You can save the most on running H100 combining three practices: use a multi provider search to locate the lowest spot prices, design training flows that avoid idle compute, and checkpoint aggressively so you can migrate between providers without losing progress. This guide explains how to do that in a reliable and developer friendly way.

Why H100 Pricing Varies So Much

H100 pricing varies widely across on demand providers, spot markets, and community GPU platforms. Depending on supply, region and host capacity, the same H100 can be listed for under $2 per hour on providers like Vast AI, Akash or climb to well above $8 per hour. This spread makes price discovery essential if you want consistent cost efficiency.

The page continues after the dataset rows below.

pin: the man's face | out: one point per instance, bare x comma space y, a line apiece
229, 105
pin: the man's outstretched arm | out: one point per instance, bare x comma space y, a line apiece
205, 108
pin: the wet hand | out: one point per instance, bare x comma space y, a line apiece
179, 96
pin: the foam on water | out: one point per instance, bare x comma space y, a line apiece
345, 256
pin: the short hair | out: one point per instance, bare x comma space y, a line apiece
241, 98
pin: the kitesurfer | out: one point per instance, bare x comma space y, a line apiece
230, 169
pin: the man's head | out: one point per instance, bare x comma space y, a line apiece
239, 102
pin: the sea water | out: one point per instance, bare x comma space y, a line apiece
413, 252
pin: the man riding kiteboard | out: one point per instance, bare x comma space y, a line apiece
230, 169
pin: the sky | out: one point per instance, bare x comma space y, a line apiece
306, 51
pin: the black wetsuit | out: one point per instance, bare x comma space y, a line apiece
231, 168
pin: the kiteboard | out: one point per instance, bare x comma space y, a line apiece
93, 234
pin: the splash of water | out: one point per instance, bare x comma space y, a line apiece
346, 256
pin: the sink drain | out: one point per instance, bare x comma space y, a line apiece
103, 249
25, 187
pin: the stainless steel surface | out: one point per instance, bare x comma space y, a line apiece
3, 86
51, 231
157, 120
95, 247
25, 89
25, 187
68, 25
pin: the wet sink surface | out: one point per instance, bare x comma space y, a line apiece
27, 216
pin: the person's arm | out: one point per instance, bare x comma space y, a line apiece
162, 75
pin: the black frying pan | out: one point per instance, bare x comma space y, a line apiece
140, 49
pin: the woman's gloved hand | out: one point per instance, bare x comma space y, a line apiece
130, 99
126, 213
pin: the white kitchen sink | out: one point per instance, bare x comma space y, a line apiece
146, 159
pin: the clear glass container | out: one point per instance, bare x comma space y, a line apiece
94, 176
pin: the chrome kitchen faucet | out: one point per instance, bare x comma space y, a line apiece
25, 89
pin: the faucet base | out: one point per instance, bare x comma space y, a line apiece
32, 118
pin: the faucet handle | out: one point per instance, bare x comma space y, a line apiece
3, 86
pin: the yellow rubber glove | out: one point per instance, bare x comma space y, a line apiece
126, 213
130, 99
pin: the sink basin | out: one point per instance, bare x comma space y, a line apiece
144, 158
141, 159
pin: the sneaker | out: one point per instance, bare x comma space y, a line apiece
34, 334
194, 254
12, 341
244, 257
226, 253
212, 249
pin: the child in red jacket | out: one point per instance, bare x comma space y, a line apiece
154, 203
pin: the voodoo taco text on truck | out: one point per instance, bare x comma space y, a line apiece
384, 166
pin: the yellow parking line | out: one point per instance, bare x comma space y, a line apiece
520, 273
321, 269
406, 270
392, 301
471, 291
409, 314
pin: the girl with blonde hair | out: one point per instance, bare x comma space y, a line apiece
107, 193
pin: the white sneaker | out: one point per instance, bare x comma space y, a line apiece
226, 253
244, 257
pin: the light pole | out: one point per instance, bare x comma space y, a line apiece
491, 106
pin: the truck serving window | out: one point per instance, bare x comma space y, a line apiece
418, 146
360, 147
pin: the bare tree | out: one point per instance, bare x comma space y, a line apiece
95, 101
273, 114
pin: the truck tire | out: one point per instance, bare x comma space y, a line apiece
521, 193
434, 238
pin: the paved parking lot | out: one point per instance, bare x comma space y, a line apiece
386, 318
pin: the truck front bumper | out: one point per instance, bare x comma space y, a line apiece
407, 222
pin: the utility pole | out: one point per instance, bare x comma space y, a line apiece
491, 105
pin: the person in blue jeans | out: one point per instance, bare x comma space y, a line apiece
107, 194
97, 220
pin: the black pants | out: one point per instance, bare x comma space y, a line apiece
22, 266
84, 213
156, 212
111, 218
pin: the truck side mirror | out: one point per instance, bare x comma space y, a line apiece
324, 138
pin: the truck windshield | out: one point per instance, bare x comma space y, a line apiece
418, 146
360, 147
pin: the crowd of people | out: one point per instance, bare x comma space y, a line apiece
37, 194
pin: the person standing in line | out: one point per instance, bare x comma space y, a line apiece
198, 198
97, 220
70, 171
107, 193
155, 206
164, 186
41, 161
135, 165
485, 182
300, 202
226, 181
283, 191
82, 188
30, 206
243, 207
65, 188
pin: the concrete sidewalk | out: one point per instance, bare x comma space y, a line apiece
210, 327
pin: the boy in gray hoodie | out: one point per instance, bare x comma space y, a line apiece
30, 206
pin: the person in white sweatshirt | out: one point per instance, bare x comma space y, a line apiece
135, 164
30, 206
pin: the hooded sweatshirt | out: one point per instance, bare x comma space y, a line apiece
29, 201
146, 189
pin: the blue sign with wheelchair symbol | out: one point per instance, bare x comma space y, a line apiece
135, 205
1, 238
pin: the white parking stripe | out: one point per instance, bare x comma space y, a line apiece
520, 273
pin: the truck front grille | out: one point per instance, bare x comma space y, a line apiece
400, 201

Most engineers end up overpaying because they lock themselves into a single platform or they keep jobs running even while idle. Both issues can be solved with better discovery and better workload design.

Practice 1

Use a cross provider search to locate the lowest price

Spot markets and community GPU marketplaces often offer significantly lower prices, but availability fluctuates. A cross provider discovery layer helps you find the current lowest cost H100 without manually checking multiple dashboards.

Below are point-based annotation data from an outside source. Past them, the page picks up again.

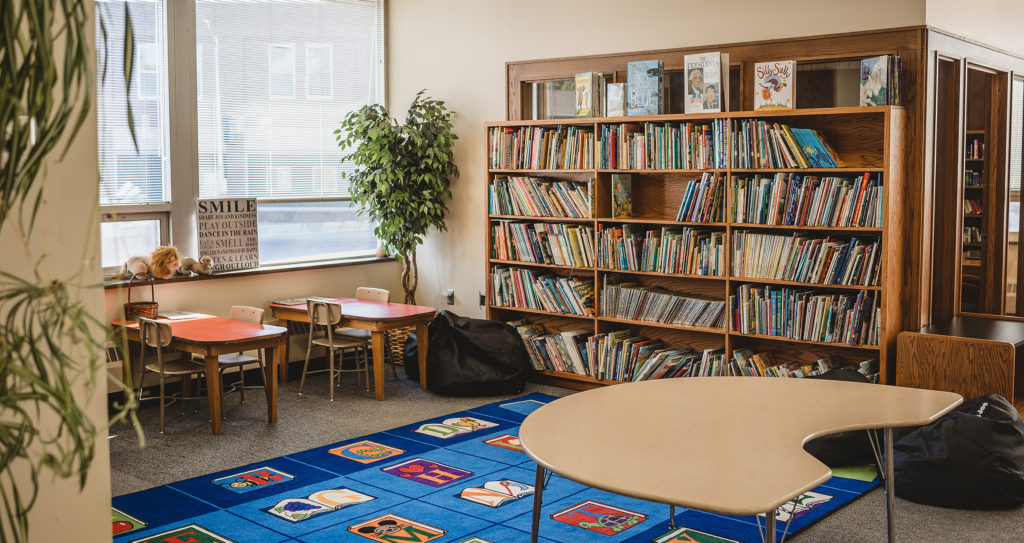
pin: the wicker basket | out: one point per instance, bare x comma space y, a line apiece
134, 309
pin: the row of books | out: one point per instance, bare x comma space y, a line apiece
628, 300
806, 315
805, 259
663, 145
975, 149
669, 250
520, 287
702, 200
788, 199
763, 144
570, 245
748, 363
540, 148
536, 197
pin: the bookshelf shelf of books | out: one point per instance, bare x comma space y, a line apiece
667, 274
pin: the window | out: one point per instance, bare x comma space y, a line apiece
320, 71
133, 182
267, 100
282, 67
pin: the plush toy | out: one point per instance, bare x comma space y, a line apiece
203, 266
162, 263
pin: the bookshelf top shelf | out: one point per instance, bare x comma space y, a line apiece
812, 112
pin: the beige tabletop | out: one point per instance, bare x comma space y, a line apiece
727, 445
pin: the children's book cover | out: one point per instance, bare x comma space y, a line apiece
616, 99
644, 87
622, 202
875, 80
773, 84
705, 82
585, 94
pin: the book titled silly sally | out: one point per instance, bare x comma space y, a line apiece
773, 84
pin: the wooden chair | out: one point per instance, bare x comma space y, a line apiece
240, 360
369, 294
326, 316
157, 334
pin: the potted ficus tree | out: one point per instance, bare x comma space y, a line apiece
402, 173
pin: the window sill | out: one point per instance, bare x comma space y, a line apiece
118, 283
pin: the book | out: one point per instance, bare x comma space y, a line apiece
707, 82
773, 84
622, 198
615, 99
588, 93
645, 87
875, 80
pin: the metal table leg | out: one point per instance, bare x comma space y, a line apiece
538, 491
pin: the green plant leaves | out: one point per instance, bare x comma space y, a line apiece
402, 171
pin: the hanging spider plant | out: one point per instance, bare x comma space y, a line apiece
48, 339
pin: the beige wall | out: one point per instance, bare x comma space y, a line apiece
457, 50
67, 235
995, 23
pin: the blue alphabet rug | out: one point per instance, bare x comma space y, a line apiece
460, 478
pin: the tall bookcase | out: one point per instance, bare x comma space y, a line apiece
867, 139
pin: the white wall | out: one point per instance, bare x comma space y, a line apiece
995, 23
68, 236
457, 50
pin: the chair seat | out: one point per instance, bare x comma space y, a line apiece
353, 332
230, 360
176, 367
340, 342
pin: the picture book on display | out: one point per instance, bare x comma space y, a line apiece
622, 203
707, 82
645, 87
773, 84
588, 94
880, 80
615, 96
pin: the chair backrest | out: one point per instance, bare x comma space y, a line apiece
155, 333
324, 312
247, 314
372, 294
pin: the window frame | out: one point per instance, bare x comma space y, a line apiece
177, 221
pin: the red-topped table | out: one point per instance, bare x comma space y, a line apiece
212, 336
378, 318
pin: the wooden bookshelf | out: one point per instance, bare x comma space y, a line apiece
867, 139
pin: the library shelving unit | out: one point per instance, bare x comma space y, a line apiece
867, 139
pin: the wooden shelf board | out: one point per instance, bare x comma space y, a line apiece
858, 230
660, 274
799, 284
652, 220
692, 171
803, 341
542, 219
663, 325
542, 311
799, 170
536, 264
509, 170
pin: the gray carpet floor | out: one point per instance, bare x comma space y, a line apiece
188, 449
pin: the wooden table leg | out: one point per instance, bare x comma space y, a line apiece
421, 351
213, 391
377, 343
273, 357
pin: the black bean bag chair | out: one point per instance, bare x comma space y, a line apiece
470, 357
973, 458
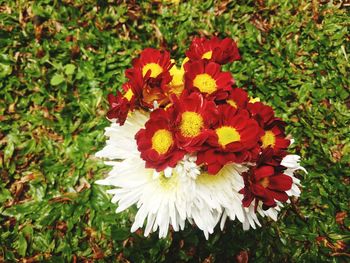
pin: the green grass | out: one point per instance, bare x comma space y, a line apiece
59, 60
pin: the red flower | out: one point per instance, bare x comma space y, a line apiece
215, 49
234, 138
207, 78
262, 113
150, 77
192, 117
274, 136
120, 105
153, 63
265, 183
157, 142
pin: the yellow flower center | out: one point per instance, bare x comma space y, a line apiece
264, 182
205, 83
226, 135
177, 82
162, 140
269, 139
207, 55
191, 124
232, 103
155, 69
128, 95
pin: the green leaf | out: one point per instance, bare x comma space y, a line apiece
57, 79
69, 69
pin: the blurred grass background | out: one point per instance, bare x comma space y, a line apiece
59, 60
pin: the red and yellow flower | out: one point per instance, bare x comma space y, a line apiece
150, 77
120, 104
193, 115
265, 183
233, 138
217, 50
208, 79
156, 142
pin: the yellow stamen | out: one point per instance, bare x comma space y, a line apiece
162, 140
253, 100
155, 69
269, 139
191, 124
226, 135
232, 103
169, 183
128, 95
184, 62
207, 55
205, 83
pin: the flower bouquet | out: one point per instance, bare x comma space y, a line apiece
186, 144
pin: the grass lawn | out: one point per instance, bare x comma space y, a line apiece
60, 59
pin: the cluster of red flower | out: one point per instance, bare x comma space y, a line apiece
196, 110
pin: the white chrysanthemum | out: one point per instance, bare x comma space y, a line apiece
172, 196
291, 162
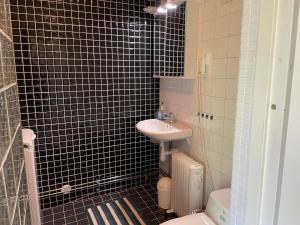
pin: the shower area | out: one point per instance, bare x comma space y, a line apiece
85, 79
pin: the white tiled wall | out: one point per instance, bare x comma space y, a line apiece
219, 33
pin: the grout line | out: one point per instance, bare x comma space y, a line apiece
8, 87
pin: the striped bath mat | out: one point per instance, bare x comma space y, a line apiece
119, 212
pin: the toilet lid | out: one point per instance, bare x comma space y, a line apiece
194, 219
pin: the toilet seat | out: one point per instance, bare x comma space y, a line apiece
194, 219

Aquanode includes a simple price filter that aggregates listings across major marketplaces. You can sort by effective hourly price, memory size, or host rating. This matters because H100 prices frequently fall below $2 during low demand windows.

H100 pricing comparison

Practice 2

Avoid idle GPU time with checkpoint first training

The biggest hidden cost in H100 workloads is idle compute. If you treat GPU sessions as disposable, you can terminate them whenever the GPU is not actively training and then resume later.

A practical pattern:

Save a checkpoint after every N steps
Sync checkpoints to durable remote storage
Shut down the H100 when preprocessing, evaluation, or debugging creates idle time
Resume on any available H100, even from another provider

This keeps your effective cost close to actual training time instead of total session time.

Practice 3

Migrate between machines without affecting training

If a cheaper H100 becomes available, you should be able to move immediately. Frameworks already support this:

PyTorch state_dict checkpoints
DeepSpeed and FSDP sharded checkpoints
Hugging Face Accelerate unified checkpointing

Example workflow:

Train on an H100 you found at around $2
A new listing appears at $1.60
Save a checkpoint and stop the current session
Start a new session on the cheaper host
Restore and continue training

This mirrors large scale cluster scheduling strategies but applied to public GPU markets.

Realistic Example

Suppose you train a diffusion model for 8 hours daily. Traditional long lived instances often accumulate idle time, costing more than expected. Instead:

During active training: rent the lowest cost H100 available
During CPU heavy preprocessing or debugging: shut the instance down
When a cheaper H100 appears: migrate and resume

This typically yields more than 40% savings because you pay only during active GPU utilization and always select the lowest priced hardware.

Notes on Stability and Provider Differences

Low cost H100s often come from diverse hosts with varying network bandwidth, NVMe performance, and startup characteristics. To keep migrations reliable:

use containerized environments
store checkpoints externally
avoid vendor specific bindings
validate GPU compute capability on startup

Conclusion

Running H100 workloads for under $2 is not about relying on a single provider. It is about using a discovery layer that surfaces the current lowest prices and structuring your workflow so that sessions are portable. Aquanode helps identify low cost options, while checkpoint first design keeps training independent of any single machine or provider.